Es urgente derogar este sinsentido. No se trata de otorgar condiciones especialmente ventajosas. No. Se trata tan solo de otorgar la misma concesibilidad del cobre, el hierro, la plata o cualquier otro, para luego evaluar cada proyecto en su mérito (evaluación ambiental, consulta indígena, etc). Dicho de otro modo, condiciones similares a las que enfrenta el litio en todos los otros distritos mineros del mundo. No es más que eso. Entonces sí que habría incentivos para explorar, y sabríamos la firme respecto a cuantos salares pintan pa’ buenos.
Este clamor por desembarazarnos de tan torpe anomalía no equivale, desde luego, a una solicitud de chipe libre para arrasar con todo, secar las lagunas altiplánicas y llorar la muerte de parinas. El ambiental es el verdadero desafío ¿En qué salares y bajo qué condiciones es posible una explotación sustentable, capaz de mantener el equilibrio hídrico? No es fácil, pero eso es lo que debiéramos estar debatiendo, no un tumor jurídico por completo obsoleto que ni siquiera nos permite abordar esas preguntas.

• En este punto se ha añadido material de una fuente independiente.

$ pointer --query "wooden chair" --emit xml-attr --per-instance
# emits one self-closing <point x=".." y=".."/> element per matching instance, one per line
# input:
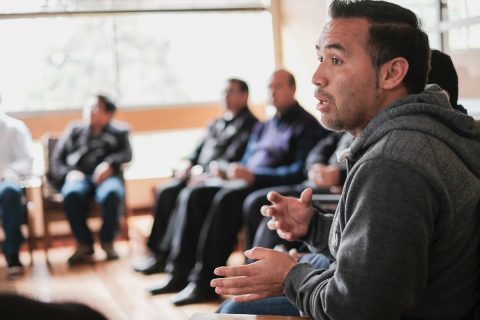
<point x="53" y="200"/>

Y si usted se opone por consideraciones ambientales, aun consciente de que todo proyecto requiere aprobación del Sistema de Evaluación de Impacto Ambiental, considere la siguiente secuencia lógica:
- La electromovilidad es una de las armas más poderosas para enfrentar el cambio climático.
- El litio es pieza imprescindible para la electromovilidad con la tecnología de 2023.
- Las condiciones naturales del desierto de Atacama permiten explotar con impacto mínimo en relación a todos los otros yacimientos. Australia, el país que con mayor astucia ha suplido la incapacidad de Chile de responder al boom, genera siete veces más gases de efecto invernadero por tonelada de litio producida, por el simple motivo de que la geología es mucho más chúcara que la nuestra.
Todo proyecto de litio debe abordarse con cuidados extremos, por cierto, y para eso existe el Sistema de Evaluación de Impacto Ambiental, pero lo que no podemos hacer es ni siquiera enfrentar ese desafío.